Training and inference scripts for predicting gait parameters from video. We use OpenPose to extract trajectories of joints
Implementation of algorithms for: "Deep neural networks enable quantitative movement analysis using single-camera videos" by Łukasz Kidziński*, Bryan Yang*, Jennifer Hicks, Apoorva Rajagopal, Scott Delp, Michael Schwartz
Try an online demo at gaitlab.stanford.edu
To test our code follow this notebook. To run the demo you'll need a computer with an NVIDIA GPU, NVIDIA docker, and Python 3.7.
To train neural networks from scratch, using our large dataset of preprocessed videos, use training scripts from this directory. To run the training code you need a computer with a GPU and Python 3.7.
Download the dataset used in this project
This source code is released under Apache 2.0 License. Stanford University has a pending patent on this technology, please contact authors or Stanford's Office of Technology Licensing for details if you are interested in commercial use of this technology.

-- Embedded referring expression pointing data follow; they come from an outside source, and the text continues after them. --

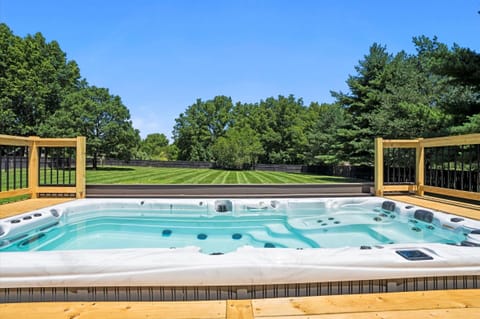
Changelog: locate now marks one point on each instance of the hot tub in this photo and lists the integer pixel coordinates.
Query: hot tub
(218, 242)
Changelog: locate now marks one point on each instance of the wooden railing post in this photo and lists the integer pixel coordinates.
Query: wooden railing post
(420, 167)
(33, 166)
(80, 167)
(378, 166)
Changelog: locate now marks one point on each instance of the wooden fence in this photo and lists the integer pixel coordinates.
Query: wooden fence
(448, 166)
(42, 166)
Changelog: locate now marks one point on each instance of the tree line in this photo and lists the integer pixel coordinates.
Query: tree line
(433, 92)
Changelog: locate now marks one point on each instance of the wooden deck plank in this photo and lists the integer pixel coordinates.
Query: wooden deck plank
(470, 211)
(24, 206)
(239, 309)
(467, 313)
(379, 302)
(110, 310)
(432, 304)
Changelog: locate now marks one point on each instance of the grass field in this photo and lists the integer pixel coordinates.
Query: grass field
(161, 175)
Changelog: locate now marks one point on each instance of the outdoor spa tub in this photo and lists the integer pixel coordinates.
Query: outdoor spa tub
(215, 242)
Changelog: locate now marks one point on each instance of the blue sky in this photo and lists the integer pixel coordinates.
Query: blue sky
(160, 56)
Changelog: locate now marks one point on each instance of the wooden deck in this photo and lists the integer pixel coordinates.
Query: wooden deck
(432, 304)
(442, 205)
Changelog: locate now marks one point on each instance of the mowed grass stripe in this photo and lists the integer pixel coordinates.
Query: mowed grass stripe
(241, 178)
(206, 177)
(272, 178)
(252, 178)
(162, 175)
(184, 177)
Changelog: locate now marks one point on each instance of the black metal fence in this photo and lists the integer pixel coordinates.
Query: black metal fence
(453, 167)
(13, 167)
(399, 166)
(355, 172)
(57, 166)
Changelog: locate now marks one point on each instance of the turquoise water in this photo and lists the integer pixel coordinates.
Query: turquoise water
(223, 234)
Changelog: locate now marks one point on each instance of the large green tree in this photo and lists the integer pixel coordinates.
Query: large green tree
(240, 147)
(198, 128)
(34, 77)
(101, 117)
(156, 147)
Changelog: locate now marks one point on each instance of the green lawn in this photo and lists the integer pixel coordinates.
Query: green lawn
(161, 175)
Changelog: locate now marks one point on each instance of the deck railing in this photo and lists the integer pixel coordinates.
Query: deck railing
(448, 166)
(42, 166)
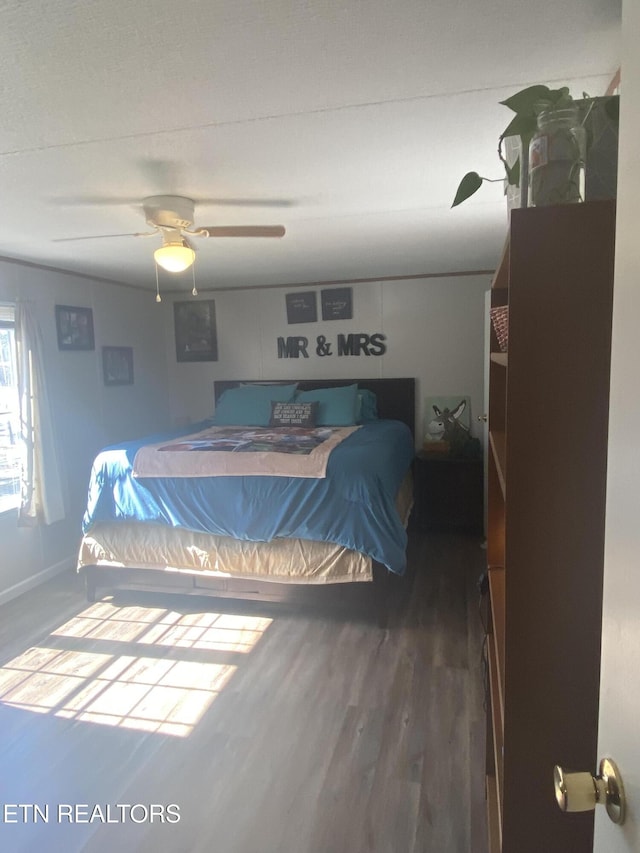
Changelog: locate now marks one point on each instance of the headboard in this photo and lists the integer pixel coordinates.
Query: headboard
(396, 397)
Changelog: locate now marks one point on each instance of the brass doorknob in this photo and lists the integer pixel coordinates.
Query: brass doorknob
(581, 792)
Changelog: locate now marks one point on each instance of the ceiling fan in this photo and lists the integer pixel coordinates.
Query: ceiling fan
(172, 218)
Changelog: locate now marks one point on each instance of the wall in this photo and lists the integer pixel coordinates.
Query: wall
(619, 687)
(434, 332)
(87, 414)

Our software relies on OpenPose under a custom non-commercial license. Other libraries are under permissive open source licenses. For specific licenses please refer to maintainers of packages listed in our requirements file. If you intend to use our software it's your obligation to make sure you comply with licensing terms of all linked software.
Processed video trajectories available here are available under CC BY-NC 2.0 license.
The original video file used in the demo is provided by courtesy of Gillette Children's Specialty Healthcare and should not be used for anything else than testing this repository without a written permission from the hospital.